Beijing’s retaliatory move followed similar sanctions it imposed on the European Union, which was part of the co-ordinated action on Mar 22, along with the UK, the US and Canada.

The nine UK citizens sanctioned by China are Tory MPs Sir Iain, Tom Tugendhat, Neil O’Brien, Tim Loughton, and Nusrat Ghani; the peers Lord Alton and Baroness Kennedy; a lawyer, Sir Geoffrey Nice QC, and an academic, Jo Smith Finley.

The sanctions ban them from entering China, Hong Kong and Macau; their property in China, if any, will be frozen and Chinese citizens and institutions will be prohibited from doing business with them.

Former Conservative leader Sir Iain has said: “It is our duty to call out the Chinese governments human rights abuses in Hong Kong and their genocide of the Uighur people.

“Those of us who live free lives under the rule of law must speak for those who have no voice. If that brings the anger of China down upon me then I shall wear that as a badge of honour.”

Likewise, Academic Ms Smith Finley has tweeted: “I have no regrets for speaking out, and I will not be silenced.”

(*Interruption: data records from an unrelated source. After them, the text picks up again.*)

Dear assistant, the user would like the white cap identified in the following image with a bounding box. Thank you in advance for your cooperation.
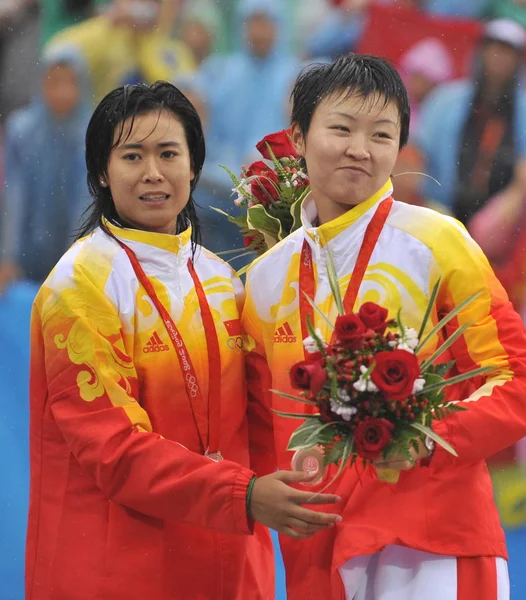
[484,19,526,50]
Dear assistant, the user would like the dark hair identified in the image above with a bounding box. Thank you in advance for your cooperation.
[291,54,411,148]
[77,81,205,250]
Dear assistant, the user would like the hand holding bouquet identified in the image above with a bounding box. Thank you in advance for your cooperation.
[272,272,489,483]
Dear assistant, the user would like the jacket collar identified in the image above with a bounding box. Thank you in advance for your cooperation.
[301,179,393,246]
[104,220,192,256]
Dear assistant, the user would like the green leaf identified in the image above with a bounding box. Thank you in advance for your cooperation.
[411,423,458,456]
[307,314,327,355]
[319,436,354,494]
[417,367,493,396]
[325,246,345,316]
[219,165,241,188]
[287,420,335,450]
[418,279,441,340]
[271,408,321,419]
[303,292,334,329]
[432,360,456,377]
[287,419,324,450]
[415,292,482,354]
[269,390,317,406]
[323,439,346,466]
[265,142,287,177]
[420,323,473,371]
[290,188,310,233]
[209,206,248,229]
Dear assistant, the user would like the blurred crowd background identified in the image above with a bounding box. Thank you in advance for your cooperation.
[0,0,526,600]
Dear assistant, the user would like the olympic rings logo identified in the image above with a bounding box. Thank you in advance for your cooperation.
[226,336,243,350]
[186,373,199,398]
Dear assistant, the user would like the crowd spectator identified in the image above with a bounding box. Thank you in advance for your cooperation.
[0,0,40,121]
[40,0,109,46]
[0,49,90,292]
[194,0,299,252]
[305,0,369,59]
[488,0,526,26]
[179,0,226,67]
[417,20,526,222]
[45,0,195,102]
[400,38,453,136]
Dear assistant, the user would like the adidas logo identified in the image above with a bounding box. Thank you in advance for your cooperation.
[274,321,296,344]
[142,332,170,354]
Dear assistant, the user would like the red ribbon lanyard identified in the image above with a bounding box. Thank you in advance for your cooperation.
[299,197,393,346]
[110,232,221,455]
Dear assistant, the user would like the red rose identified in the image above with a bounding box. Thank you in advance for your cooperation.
[334,313,369,350]
[354,419,394,460]
[245,160,279,206]
[256,129,298,160]
[290,360,327,396]
[371,350,420,400]
[358,302,388,335]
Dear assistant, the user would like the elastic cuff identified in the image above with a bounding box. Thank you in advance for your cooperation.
[232,469,255,535]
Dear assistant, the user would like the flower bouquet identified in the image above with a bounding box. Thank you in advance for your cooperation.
[214,130,309,268]
[272,264,489,487]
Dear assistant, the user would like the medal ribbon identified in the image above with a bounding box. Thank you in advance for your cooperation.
[110,232,221,455]
[298,197,393,350]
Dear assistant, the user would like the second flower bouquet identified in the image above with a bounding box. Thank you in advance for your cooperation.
[272,274,496,483]
[214,130,309,268]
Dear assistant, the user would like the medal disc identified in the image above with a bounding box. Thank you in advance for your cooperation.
[291,447,326,486]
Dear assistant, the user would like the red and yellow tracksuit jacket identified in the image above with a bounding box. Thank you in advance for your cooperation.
[242,182,526,600]
[26,225,274,600]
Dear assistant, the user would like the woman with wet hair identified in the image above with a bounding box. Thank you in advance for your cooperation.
[26,82,338,600]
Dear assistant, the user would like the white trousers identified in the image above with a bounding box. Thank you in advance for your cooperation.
[340,546,510,600]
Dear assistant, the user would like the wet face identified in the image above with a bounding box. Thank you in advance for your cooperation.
[103,110,195,233]
[293,95,400,222]
[482,41,521,85]
[247,15,276,58]
[42,64,80,117]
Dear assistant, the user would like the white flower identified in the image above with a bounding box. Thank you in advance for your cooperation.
[403,327,418,350]
[303,329,327,354]
[331,398,358,421]
[389,327,418,354]
[353,365,378,392]
[396,342,414,354]
[413,377,426,394]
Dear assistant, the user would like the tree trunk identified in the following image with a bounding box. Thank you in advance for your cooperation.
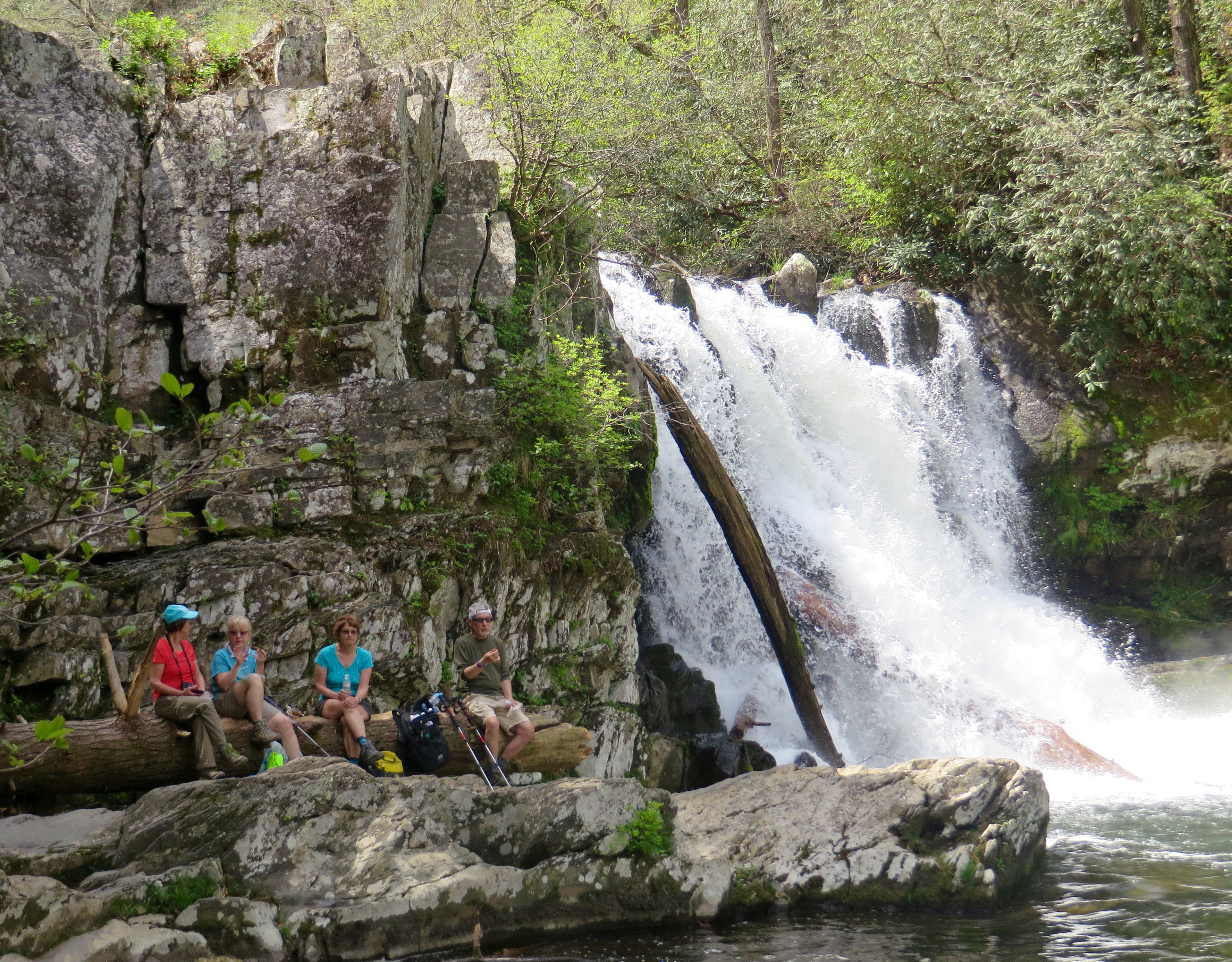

Reacting to UK’s sanctions, a Chinese foreign ministry spokesman has said they “flagrantly breaches international law and basic norms governing international relations, grossly interferes in China’s internal affairs, and severely undermines China-UK relations”.

Xinjiang lies in the north-west of the People’s Republic of China and is its biggest region, albeit an occupied one. Like occupied Tibet, it is autonomous, meaning – in theory – it has some powers of self-governance. But in practice, both face major restrictions by the central government, the report noted.

Actually, the so-called autonomous regions are far more directly and repressively governed than the other provinces of the People’s Republic of China.